# Bresler reservoir



## Doyle (Mar 2, 2015)

Has anyone been catching any crappie out of bresler yet?


----------



## Girthline (Sep 19, 2014)

Yes


----------



## Redman1776 (Jul 14, 2014)

I was wondering the same thing. Last year it started the 2nd week of May. Warmer weather this year until yesterday's cold front had me wondering if they started early. 2 days ago I drove up the ramp and saw the level is down approx 10 ft. Water level looked to be right at the shelf I usually catch them on.


----------



## Doyle (Mar 2, 2015)

Is the bite slow or is it a steady bite?


----------



## Redman1776 (Jul 14, 2014)

Well I just fished Bresler for an hour. Cold, windy and no bites. The level is still way down. I jigged for crappie for a bit then tried for walleye. I tried my crappie spot with last year's hot bait, if they were biting the cold front turned them off.


----------



## Doyle (Mar 2, 2015)

Thanks for the info


----------



## fxs (Aug 31, 2007)

slabs on south and west banks 6 to 8 ft down!


----------



## Redman1776 (Jul 14, 2014)

fxs said:


> slabs on south and west banks 6 to 8 ft down!


Where is the water level?


----------



## Redman1776 (Jul 14, 2014)

Water level is 10 ft lower still than this time last year and wind is almost too much to fish.


----------



## fxs (Aug 31, 2007)

Redman1776 said:


> Where is the water level?


way down 15 to20 ft, just guessing


----------



## Redman1776 (Jul 14, 2014)

fxs said:


> way down 15 to20 ft, just guessing


At the SW pump house the level is 842 it was 852 last year.


----------



## fxs (Aug 31, 2007)

I mean 15 to 20 ft. from top/full


----------



## Redman1776 (Jul 14, 2014)

I was able to find one hungry crappie.


----------



## Doyle (Mar 2, 2015)

Are you using jigs or minnows? And I am thinking about going out their Friday morning and trying my luck


----------



## Redman1776 (Jul 14, 2014)

Much slower this morning and getting packed with people already.


----------



## BFG (Mar 29, 2006)

That's the internet for you....


----------



## Doyle (Mar 2, 2015)

If it is getting packed with ppl i might just go somewhere else on Friday


----------



## Redman1776 (Jul 14, 2014)

Doyle said:


> If it is getting packed with ppl i might just go somewhere else on Friday


It's always packed every year. Just avoid the stupid, the fish are biting about the whole way around. The foul-mouthed, smoke billowing googans just like to crowd on other people. If you plan to take women or children move down the way, these are some of Lima's finest citizens that make their way west to Bresler.
I caught a handful today. All caught on different colors, nothing consistent today.


----------



## Doyle (Mar 2, 2015)

I was thinking of taking my boat out their.I did not know if their was a lot of people with boats on the water or not.


----------



## Redman1776 (Jul 14, 2014)

15 min and they're already mf'n everything, trashing up the place, and spreading their useless knowledge of they should be biting because: the sky is blue, my shoes are tied, green means go....blah blah mf'n blah.....


----------



## TitanFreak9 (Feb 7, 2016)

Lol some pretty funny stuff. 

My father and I fished up there a couple years ago. We both were throwing a mister twister curly tail on a jig head, casting out and swimming back to the bank. We both caught a crappie damn near every cast for a couple hours. 
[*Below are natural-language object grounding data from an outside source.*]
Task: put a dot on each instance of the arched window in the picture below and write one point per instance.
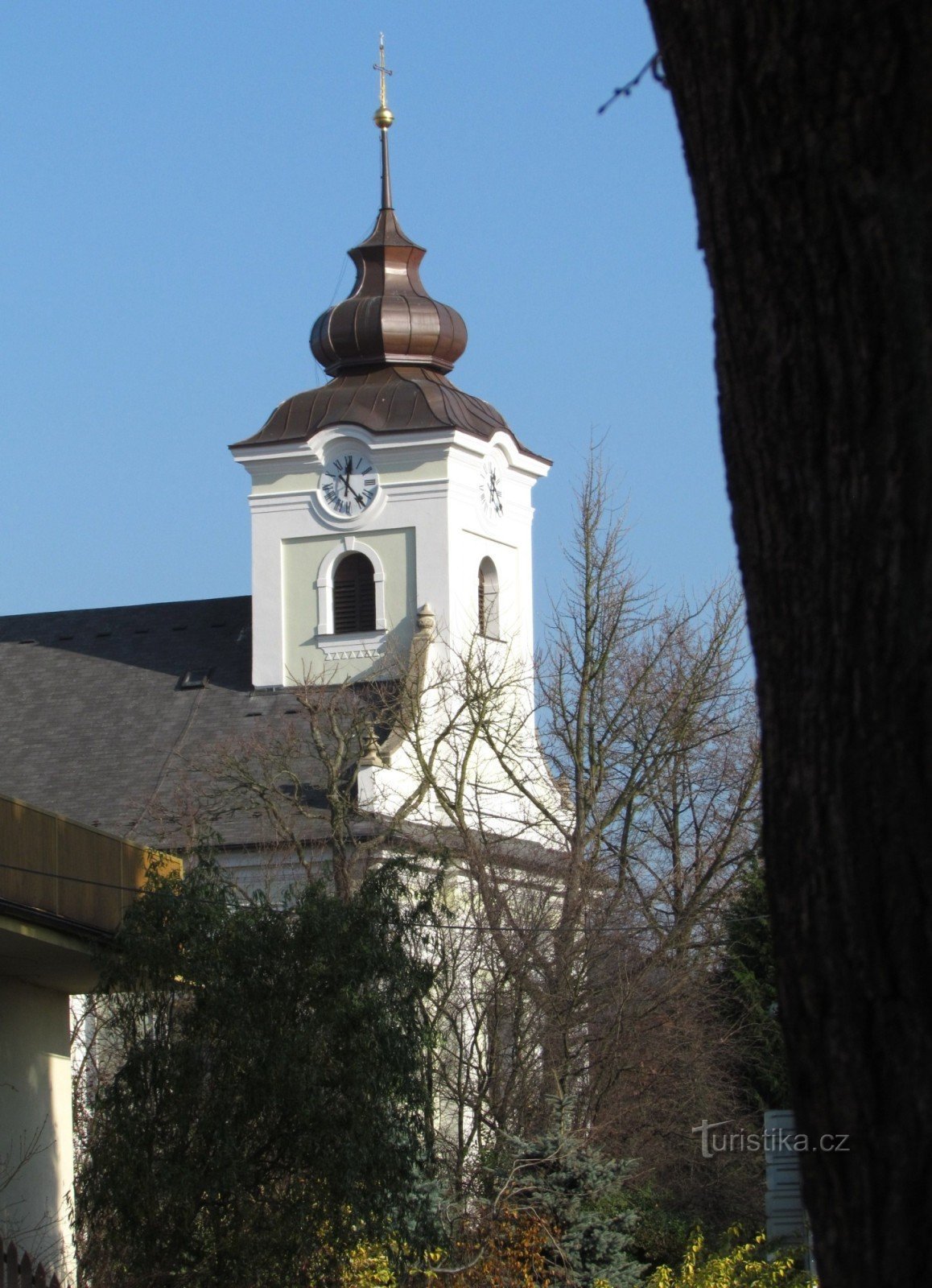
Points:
(354, 596)
(488, 601)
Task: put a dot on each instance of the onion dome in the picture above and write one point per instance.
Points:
(389, 317)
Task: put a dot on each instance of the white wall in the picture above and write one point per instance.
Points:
(36, 1124)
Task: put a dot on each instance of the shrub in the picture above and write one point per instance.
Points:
(736, 1265)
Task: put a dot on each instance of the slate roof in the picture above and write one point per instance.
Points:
(97, 723)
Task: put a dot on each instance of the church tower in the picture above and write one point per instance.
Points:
(386, 489)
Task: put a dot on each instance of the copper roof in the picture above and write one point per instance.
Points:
(388, 347)
(386, 399)
(389, 317)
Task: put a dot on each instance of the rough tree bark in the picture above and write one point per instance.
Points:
(807, 130)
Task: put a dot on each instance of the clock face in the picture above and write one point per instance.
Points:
(491, 489)
(349, 485)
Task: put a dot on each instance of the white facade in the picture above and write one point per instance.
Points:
(425, 534)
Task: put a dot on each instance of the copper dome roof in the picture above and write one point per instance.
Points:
(389, 317)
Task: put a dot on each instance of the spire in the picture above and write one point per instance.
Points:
(389, 319)
(382, 118)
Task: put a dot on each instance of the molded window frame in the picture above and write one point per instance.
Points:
(324, 586)
(488, 601)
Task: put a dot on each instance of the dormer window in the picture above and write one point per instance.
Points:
(488, 601)
(354, 596)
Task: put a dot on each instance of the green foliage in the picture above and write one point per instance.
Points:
(270, 1103)
(748, 993)
(579, 1198)
(738, 1264)
(662, 1228)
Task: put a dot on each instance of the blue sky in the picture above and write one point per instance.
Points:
(182, 180)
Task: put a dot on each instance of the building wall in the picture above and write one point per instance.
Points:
(36, 1124)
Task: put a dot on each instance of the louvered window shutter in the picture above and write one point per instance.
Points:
(354, 596)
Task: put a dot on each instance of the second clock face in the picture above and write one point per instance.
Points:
(491, 489)
(349, 485)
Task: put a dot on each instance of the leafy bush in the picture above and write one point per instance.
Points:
(736, 1265)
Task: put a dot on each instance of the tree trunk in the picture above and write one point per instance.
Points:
(807, 130)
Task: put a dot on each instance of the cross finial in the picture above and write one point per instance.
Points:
(382, 71)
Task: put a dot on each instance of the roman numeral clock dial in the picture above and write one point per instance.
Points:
(349, 486)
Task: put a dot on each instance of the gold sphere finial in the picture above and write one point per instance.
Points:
(382, 118)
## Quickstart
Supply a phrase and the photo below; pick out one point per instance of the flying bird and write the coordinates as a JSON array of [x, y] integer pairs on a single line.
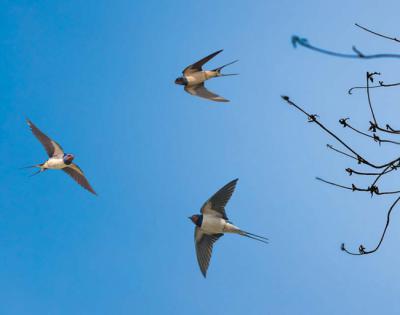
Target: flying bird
[[58, 159], [212, 223], [194, 77]]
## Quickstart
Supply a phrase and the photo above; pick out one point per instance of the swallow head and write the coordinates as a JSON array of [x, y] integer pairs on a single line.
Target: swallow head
[[68, 158], [181, 81], [195, 219]]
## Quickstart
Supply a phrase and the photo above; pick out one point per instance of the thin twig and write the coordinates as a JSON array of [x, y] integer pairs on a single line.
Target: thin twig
[[381, 84], [313, 118], [361, 248], [377, 34], [296, 40]]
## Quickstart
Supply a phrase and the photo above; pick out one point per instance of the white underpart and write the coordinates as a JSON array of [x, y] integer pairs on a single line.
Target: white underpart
[[200, 77], [214, 225], [54, 163]]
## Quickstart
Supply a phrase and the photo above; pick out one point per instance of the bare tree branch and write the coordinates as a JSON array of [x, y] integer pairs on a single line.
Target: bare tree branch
[[373, 189], [296, 40], [377, 34]]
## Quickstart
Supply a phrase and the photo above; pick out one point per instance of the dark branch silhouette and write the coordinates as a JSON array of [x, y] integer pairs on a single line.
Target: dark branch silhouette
[[373, 188], [375, 127], [377, 34], [296, 40], [381, 84]]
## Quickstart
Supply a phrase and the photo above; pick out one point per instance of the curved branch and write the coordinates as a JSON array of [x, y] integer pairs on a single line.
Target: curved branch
[[375, 137], [296, 40], [377, 34], [313, 118], [381, 84], [361, 248]]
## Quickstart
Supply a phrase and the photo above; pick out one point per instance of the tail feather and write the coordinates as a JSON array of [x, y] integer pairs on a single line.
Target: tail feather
[[31, 166], [254, 236]]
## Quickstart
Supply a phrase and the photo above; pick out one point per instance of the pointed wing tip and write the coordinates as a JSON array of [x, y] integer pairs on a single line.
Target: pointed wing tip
[[221, 100]]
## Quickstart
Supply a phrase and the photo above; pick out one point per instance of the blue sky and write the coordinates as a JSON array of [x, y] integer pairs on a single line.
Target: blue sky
[[97, 76]]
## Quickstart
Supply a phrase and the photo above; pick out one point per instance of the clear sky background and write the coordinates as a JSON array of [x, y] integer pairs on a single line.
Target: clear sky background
[[97, 76]]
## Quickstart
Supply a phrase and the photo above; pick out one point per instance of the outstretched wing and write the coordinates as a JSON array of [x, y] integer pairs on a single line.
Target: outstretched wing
[[76, 173], [52, 148], [216, 204], [204, 245], [201, 91], [197, 66]]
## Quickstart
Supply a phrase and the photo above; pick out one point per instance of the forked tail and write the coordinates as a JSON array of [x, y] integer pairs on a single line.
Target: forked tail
[[218, 70], [254, 236]]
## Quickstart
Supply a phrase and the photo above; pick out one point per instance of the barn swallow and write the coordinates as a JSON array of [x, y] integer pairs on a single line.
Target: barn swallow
[[194, 77], [58, 159], [212, 223]]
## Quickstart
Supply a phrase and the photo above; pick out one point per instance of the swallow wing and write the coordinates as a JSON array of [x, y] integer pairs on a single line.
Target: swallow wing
[[76, 173], [201, 91], [197, 66], [216, 204], [204, 245], [52, 148]]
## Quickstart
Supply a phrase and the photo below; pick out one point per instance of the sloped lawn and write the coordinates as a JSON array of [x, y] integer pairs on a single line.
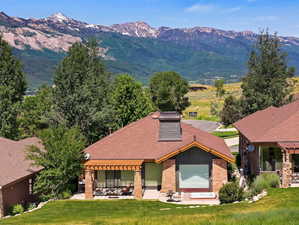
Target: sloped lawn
[[281, 206]]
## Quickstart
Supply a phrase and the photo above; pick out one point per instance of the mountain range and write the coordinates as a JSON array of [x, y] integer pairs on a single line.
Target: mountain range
[[200, 54]]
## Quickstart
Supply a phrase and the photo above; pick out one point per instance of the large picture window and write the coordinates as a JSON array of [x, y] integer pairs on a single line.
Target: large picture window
[[270, 158], [194, 176]]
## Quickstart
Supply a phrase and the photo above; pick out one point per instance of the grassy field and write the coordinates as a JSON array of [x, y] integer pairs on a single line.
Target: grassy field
[[281, 206], [201, 100]]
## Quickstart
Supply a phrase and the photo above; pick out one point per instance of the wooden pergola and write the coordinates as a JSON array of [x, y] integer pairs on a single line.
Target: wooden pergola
[[91, 166]]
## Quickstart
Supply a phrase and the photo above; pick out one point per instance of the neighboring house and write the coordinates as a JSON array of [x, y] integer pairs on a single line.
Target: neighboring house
[[158, 152], [269, 142], [16, 173]]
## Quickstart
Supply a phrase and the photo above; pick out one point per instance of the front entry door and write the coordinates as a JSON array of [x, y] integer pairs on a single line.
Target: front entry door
[[296, 163], [194, 178]]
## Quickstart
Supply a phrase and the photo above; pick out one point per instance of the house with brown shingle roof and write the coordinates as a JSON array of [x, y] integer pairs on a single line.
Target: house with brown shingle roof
[[269, 142], [16, 173], [158, 152]]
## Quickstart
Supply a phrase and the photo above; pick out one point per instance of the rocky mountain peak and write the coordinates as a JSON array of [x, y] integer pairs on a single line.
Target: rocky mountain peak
[[136, 29], [58, 17]]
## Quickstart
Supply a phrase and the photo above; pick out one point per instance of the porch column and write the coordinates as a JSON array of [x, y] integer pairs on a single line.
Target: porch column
[[1, 204], [286, 170], [168, 176], [88, 184], [137, 185], [219, 174]]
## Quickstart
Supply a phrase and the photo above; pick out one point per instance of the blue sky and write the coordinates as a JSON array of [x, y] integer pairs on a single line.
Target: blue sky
[[281, 16]]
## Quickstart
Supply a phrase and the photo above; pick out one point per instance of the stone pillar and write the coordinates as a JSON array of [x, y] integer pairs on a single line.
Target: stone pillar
[[137, 185], [168, 176], [219, 174], [286, 170], [88, 184], [1, 204]]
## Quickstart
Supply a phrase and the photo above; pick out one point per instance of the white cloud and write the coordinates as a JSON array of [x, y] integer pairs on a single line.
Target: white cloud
[[231, 10], [205, 8], [200, 8], [266, 18]]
We both felt so threatened for our lives that we haven't returned since.


----------



## hawgseeker (Mar 25, 2012)

TitanFreak9 said:


> Lol some pretty funny stuff.
> 
> My father and I fished up there a couple years ago. We both were throwing a mister twister curly tail on a jig head, casting out and swimming back to the bank. We both caught a crappie damn near every cast for a couple hours.
> 
> We both felt so threatened for our lives that we haven't returned since.


Is it that bad there? I haven't been there since I was a kid so I don't remember it much I mainly fish van wert but have been thinking of heading there just to check it out. Not sure if I want to now


----------



## Redman1776 (Jul 14, 2014)

I fish all Lima reservoirs regularly. I've never feared for my life. I just get overly annoyed with the dirty mouthed slob people that are former professional fisherman.


----------



## TitanFreak9 (Feb 7, 2016)

For some reason they couldn't figure out how we were catching them,and it was pissing them off something fierce


----------